A journey through toilet paper and shopping centres led to the universe of marketing?

The first job out of the gate was Scott Paper. It was one of the best corporations with which I had the pleasure to be involved. After four years in various sales and marketing positions, I was offered the position of sales manager for the province of Saskatchewan which I had left 4 years before. I would have been the youngest person in the company to hold that position. However, I had to tell Mike Ferry, the corporate personnel manager, that I was turning down the job recognizing it wasn’t for me.

Mike said: As you were honest with us, go find the job you want. You will remain on full salary, car, and expenses for 8 months until the new year.”

Over one hundred job interviews followed. I ended up working for Trigraphic, an advertising & creative production company. The firm boasted full facilities including type setting, hot lead, silk screen and photography with a stable of eight professional commercial artists. In addition to advertising agencies who used our services, I concentrated on the growth of shopping centers in the late ‘60s and early ‘70s.

Through these contacts, I was hired by Dundee Developments to manage the advertising, promotions and openings of their existing and new centres.

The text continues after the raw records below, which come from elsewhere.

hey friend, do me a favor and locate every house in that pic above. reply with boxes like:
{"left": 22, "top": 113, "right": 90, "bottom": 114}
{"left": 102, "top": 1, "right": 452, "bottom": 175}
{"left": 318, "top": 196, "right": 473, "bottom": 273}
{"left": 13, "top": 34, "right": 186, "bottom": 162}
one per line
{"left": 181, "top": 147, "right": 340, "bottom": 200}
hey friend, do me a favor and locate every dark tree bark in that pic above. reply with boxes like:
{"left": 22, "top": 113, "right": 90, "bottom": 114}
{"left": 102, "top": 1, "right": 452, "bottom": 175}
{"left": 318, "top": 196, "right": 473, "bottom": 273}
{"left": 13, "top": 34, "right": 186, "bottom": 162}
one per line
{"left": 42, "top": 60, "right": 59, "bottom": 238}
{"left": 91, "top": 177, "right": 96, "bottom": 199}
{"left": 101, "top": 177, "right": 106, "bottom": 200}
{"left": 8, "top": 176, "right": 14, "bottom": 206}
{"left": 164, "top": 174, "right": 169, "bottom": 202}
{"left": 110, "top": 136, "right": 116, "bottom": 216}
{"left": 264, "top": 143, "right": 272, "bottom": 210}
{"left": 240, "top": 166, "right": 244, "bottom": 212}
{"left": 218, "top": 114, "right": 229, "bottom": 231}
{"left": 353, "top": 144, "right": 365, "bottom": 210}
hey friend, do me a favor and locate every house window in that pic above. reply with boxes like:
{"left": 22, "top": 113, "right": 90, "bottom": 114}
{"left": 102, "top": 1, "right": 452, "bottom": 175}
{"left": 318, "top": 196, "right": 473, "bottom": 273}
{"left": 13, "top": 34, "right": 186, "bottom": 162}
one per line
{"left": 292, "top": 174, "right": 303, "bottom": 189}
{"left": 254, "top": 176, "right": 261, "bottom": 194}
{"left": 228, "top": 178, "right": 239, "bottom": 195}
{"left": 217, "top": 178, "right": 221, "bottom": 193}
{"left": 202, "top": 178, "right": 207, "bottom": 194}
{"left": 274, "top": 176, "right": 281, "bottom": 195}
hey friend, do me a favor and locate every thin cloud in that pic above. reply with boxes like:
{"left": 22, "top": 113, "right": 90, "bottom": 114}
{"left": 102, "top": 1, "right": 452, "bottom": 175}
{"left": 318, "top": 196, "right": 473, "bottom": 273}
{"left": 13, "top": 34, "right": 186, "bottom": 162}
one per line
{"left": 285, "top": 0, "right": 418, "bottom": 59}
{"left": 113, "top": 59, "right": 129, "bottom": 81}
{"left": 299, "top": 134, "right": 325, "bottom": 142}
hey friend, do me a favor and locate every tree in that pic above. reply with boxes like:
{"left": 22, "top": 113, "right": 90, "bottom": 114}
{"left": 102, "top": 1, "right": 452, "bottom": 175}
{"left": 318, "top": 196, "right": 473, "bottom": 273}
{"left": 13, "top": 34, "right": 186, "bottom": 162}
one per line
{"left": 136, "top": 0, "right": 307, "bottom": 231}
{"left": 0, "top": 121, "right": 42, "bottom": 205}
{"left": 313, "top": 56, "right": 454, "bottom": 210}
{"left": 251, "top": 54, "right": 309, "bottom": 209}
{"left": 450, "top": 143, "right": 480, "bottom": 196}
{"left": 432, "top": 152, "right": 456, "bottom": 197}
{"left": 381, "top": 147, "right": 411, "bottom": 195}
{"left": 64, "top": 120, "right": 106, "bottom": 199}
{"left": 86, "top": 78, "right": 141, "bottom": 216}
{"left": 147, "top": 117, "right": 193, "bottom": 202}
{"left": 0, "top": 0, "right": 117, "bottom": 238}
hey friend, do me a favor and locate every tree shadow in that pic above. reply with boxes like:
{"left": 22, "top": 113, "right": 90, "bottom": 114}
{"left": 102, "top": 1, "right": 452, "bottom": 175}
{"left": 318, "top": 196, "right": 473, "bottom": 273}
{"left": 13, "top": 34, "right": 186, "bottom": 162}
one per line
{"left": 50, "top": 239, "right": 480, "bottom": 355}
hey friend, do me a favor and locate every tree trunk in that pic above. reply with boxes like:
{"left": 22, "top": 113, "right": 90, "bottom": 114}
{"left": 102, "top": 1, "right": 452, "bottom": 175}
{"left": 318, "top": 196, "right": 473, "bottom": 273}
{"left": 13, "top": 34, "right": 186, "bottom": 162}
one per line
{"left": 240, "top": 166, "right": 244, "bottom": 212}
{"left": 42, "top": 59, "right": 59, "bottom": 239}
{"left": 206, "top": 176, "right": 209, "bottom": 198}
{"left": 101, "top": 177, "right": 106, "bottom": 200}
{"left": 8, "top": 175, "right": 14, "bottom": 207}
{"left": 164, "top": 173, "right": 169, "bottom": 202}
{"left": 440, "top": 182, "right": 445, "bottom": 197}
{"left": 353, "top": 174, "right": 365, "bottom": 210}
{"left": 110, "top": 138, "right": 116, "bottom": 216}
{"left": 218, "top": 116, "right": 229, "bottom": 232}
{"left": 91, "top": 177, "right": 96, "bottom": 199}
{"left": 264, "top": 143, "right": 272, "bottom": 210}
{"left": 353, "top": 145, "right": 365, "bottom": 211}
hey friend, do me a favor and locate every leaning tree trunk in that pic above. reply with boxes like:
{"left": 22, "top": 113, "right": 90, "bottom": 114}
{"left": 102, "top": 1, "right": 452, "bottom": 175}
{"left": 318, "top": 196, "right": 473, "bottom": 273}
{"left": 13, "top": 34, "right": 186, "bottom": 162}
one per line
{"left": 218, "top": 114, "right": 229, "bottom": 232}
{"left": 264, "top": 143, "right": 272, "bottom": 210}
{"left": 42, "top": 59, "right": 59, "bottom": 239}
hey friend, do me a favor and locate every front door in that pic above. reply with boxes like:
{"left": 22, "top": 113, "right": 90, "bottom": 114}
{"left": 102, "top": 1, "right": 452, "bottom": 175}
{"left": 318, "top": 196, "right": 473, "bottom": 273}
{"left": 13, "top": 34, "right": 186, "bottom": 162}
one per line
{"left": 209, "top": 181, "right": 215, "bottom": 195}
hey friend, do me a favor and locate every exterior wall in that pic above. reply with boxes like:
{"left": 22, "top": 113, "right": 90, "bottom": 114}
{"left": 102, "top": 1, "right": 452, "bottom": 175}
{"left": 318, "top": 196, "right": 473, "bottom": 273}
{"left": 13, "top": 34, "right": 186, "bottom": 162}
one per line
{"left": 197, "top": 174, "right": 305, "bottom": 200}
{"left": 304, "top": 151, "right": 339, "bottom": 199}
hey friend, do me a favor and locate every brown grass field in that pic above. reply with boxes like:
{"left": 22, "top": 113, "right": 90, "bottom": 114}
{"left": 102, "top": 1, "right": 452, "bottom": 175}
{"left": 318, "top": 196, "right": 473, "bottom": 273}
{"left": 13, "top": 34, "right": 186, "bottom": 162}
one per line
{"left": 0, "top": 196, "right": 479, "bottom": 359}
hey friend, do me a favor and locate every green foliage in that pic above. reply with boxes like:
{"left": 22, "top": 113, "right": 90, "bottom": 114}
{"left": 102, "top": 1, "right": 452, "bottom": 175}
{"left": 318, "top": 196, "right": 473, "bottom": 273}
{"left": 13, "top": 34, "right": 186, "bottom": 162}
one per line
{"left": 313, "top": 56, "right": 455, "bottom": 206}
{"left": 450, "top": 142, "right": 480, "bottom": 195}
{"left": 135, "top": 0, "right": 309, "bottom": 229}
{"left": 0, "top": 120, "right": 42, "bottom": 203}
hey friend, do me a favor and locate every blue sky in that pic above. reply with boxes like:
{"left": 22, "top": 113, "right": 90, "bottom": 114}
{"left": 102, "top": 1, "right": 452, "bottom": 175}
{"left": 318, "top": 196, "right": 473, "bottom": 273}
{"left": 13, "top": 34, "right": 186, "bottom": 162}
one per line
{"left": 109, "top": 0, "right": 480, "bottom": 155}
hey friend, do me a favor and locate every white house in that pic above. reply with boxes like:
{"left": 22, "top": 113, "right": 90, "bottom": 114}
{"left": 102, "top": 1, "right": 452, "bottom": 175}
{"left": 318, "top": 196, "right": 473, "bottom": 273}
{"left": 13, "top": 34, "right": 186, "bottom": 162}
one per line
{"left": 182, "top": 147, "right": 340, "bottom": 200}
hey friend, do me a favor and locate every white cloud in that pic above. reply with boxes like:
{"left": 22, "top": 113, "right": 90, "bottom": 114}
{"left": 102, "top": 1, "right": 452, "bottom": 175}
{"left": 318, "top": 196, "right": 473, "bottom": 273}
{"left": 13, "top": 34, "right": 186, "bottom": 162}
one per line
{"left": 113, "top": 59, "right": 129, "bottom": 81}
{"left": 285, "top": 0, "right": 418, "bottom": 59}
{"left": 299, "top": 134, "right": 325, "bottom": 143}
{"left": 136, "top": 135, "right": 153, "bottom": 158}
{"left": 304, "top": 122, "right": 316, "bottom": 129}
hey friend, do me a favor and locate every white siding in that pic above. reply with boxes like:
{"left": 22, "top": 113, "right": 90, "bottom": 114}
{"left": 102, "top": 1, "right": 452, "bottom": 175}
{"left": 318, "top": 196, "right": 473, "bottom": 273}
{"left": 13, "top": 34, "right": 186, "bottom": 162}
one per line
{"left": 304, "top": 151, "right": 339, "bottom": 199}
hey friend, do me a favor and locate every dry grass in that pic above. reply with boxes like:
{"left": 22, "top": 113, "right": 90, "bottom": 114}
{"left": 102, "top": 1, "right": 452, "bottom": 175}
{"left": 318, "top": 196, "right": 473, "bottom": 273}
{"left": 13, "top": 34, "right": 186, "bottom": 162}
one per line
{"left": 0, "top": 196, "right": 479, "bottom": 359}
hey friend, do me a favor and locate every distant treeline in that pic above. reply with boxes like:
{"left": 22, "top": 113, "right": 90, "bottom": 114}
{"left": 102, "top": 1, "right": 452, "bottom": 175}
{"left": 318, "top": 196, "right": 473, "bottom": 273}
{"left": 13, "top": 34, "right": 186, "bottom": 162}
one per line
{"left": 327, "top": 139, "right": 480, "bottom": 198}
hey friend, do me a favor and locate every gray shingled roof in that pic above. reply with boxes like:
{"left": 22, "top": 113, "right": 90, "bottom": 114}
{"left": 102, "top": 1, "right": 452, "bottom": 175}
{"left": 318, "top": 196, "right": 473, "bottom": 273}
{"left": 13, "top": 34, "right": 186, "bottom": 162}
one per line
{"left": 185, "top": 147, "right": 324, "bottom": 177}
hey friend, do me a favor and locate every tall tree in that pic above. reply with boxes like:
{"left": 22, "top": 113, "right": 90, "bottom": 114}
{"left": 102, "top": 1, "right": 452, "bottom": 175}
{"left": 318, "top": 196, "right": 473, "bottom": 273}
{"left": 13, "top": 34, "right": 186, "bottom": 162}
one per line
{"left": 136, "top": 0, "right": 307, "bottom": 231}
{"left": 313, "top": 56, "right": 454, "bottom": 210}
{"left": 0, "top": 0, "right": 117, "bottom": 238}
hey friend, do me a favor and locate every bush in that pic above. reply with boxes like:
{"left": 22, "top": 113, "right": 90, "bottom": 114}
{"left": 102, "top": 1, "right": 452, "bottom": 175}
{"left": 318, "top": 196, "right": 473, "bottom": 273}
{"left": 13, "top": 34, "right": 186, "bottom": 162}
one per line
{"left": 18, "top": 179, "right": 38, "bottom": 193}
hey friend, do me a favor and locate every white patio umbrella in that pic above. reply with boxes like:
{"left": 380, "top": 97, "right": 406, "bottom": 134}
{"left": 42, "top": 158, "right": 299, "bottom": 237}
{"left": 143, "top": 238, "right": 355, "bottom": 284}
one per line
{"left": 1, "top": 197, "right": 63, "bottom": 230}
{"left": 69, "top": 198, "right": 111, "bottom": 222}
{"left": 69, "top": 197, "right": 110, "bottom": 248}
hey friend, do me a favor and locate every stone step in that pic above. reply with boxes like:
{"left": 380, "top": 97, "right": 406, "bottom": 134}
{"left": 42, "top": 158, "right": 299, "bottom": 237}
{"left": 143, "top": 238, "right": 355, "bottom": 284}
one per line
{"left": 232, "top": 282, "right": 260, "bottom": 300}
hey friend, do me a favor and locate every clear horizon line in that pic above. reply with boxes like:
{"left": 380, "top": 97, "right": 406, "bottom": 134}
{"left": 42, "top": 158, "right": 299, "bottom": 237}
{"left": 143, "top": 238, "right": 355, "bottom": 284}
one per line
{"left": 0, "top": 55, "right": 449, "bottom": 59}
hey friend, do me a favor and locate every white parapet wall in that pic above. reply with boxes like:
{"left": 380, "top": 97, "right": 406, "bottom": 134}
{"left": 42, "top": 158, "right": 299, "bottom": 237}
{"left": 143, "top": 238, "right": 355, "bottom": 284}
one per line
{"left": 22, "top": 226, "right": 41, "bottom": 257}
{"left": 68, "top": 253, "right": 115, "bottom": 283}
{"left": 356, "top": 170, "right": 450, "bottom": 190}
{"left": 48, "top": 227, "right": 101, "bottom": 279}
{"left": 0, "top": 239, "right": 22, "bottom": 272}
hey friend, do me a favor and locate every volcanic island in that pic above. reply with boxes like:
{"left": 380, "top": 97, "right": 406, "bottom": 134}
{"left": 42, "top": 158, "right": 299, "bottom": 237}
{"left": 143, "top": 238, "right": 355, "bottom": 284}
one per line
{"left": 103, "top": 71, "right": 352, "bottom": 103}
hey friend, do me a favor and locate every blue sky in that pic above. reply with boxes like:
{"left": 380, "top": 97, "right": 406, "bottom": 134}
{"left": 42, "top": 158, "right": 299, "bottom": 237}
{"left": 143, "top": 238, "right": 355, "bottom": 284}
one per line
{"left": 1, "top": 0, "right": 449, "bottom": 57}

I oversaw Richmond Square, Northland Mall in Prince George and opened Surrey Place.

During that period, I was head-hunted by Sam Hashman and joined Trizec Equities. Consequently, I opened the Royal Centre Mall in 1972, the somewhat famous ZaZa Gabor presiding. I stayed with Trizec for five years becoming the Shopping Center Marketing Director for Western Canada.

In 1977, I opened Alm Marketing & Advertising, a boutique agency with five employees. Hyatt International was our largest client with properties throughout the countries of the Association of Southeast Asian Nations and two hotels in Vancouver. However, we counted on CP Air and other companies in the travel industry to round out our customer list. Globe-trotting was the norm.